Taçlanmaktı oysa hayalim pos bıyıklı Hulusi Kentmen bol keseden seven ve dağıtan müşfik babası halkın halkalar gibi yürekler birbirine geçen bazense hıncahınç ömür git gide seyrelen saçları ölü şahinin dik başlı mizacımda dik acılı dik açılı bir lenduha ve işte dünde kalmış çeyizlik duvar piyanom hele ki tuşları yalnızlığın tuş ettiğim notalar yer minderinde cebelleştiğim yorgun ruhlar ülkesi ve bez bebeklerim sonra uzaktan kumandalı tankerim.

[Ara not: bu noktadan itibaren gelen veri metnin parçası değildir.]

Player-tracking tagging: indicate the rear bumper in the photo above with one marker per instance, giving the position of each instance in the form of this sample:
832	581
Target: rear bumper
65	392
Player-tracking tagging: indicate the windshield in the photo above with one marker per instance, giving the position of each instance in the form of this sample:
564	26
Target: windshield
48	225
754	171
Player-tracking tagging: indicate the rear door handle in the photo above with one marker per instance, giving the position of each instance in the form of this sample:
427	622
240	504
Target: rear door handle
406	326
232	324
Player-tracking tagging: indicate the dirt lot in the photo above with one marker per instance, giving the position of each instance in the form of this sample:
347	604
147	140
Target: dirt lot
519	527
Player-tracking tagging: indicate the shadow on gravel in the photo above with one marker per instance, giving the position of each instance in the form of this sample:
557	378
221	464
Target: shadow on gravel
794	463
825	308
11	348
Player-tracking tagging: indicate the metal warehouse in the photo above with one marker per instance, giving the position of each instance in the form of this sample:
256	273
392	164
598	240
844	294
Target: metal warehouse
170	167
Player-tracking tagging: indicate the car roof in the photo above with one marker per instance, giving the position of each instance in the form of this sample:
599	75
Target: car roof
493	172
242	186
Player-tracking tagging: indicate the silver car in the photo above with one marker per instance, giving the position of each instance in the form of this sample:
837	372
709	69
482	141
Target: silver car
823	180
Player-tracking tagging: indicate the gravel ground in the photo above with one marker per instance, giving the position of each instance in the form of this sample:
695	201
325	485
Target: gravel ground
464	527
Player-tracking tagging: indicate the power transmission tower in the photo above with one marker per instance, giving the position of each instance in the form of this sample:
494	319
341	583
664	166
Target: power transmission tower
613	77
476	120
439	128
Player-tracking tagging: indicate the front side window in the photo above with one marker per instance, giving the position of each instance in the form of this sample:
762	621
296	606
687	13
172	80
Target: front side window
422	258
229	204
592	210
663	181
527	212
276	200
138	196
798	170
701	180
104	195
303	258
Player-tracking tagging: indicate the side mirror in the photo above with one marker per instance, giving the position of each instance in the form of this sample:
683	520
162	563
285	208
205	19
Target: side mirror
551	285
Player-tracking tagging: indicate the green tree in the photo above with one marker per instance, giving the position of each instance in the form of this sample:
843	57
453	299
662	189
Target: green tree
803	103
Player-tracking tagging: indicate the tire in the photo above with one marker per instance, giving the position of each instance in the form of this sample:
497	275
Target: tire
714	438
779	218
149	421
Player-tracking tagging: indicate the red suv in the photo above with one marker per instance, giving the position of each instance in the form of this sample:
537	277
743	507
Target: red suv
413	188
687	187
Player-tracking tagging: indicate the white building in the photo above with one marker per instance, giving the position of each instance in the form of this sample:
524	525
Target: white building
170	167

Bir su deposu saklı içinde.

Sudan sebeplerle doldurduğum yer kovası ve el bezim aslında narindir çok da beyaz ellerim.

Ah, annem.

Ah, babam…

Bir elim yağda biri balda.

Soğuk sudan sıcağa dokunmazdı tenim ve berrak düşlerim.

Ah, keşke olsaydı süt liman sevdiğim kadar yalnızlığa talim ettiğim ve asla yakın durmadığım bir liman bense kaptan köşkünde yaşadığım saltanatın belki bir su perisi sonra düşes belki de düşeş hatta yek dediğim sek içtiğim sütüm ve suyum sektiğim değildi sokak kaldırımları ne de olsa temiz ve haysiyetli ev kızıydım geçen zamanın damarına basan askıntı hüzün.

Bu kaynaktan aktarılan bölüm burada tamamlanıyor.